With pretty much no delay, Enslaved took the stage at 7:30 and cut right in with a set of classic material from their earlier years. While the band is over twenty years removed from much of the material they shared in this first set, it still came across with an urgency, professionalism, and sense of fun that made every moment a delight. While songs like “Heimdallr” and “Eld” were essential cuts that sounded every bit as impassioned and innovative as the band’s newest, more progressive-leaning material, the highlights were the deep cut “Allfadr Odinn” from the legendary Hordanes Land EP and an unexpected performance of “Havenless” from Below the Lights. I’d been speaking before the show about how great it’d be to see “Havenless” but how impossible it’d be to pull of the choral singing. With surprise appearances from Einar Selvik and Iver Sandøy to round out the vocal aspect of the song, it was every bit of a ride in the live setting as it was the first time it confused and overwhelmed my teenage ears.
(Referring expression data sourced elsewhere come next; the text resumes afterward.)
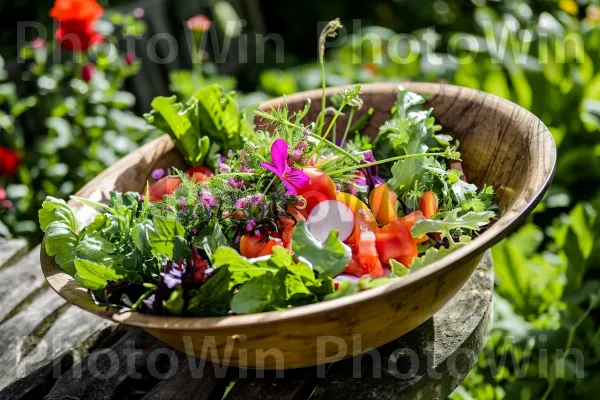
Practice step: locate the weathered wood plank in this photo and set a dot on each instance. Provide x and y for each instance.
(19, 282)
(292, 384)
(188, 383)
(429, 362)
(14, 342)
(11, 250)
(125, 367)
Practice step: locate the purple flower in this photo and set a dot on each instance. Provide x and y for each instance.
(250, 225)
(208, 200)
(246, 169)
(292, 178)
(241, 203)
(158, 173)
(255, 199)
(234, 183)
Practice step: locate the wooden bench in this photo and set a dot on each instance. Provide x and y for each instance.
(52, 350)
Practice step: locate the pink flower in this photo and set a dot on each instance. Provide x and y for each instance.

Enslaved with Einar Selvik

After a brief intermission, the band returned to the stage to deliver a set of more modern material. With a wonderful mixture of fan favorites and deep cuts like “Return to Yggdrasil,” Enslaved highlighted the potential for even more diverse and melodic material to crush and excite in the live setting. Before departing from the stage, they shared a very special treat with the audience, inviting Selvik and Sandøy  to the stage once more to perform a song from this year’s Skuggsjá record, the monumental “Bøn Om Ending, Bøn Om Byrjing.” As an encore, the band returned with two more songs to close out a night of high spirits and deep history. When they took the stage again to the haunting keys of “As Fire Swept Clean the Earth,” I felt the hairs on the back of my neck stand on end. The very song that helped birth my passion for a band I’ve loved for well over a decade was possibly the best way for a show to end. Following it up with a track from Enslaved’s recent In Times album, “One Thousand Years of Rain” helped bring my musical adolescence and current place in life together in a beautiful way.



While Enslaved’s history and my own are not one and the same, it’s hard to follow a band’s music for so many years and not feel like it becomes a part of one’s own identity. In witnessing it live after so many years and watching the band explore so many parts of its own transformation, it felt like hearing some of my own parallel journeys documented in a musical format. Enslaved has spent 25 years capturing the spirit of a musical genre based on innovative and challenging attitudes. From the energy displayed on stage last night to the seemingly boundless enthusiasm that both the band and their fans share, it’s not too hard to imagine we’re in for another 25 years of creativity and shapeshifting from these talented Norwegians.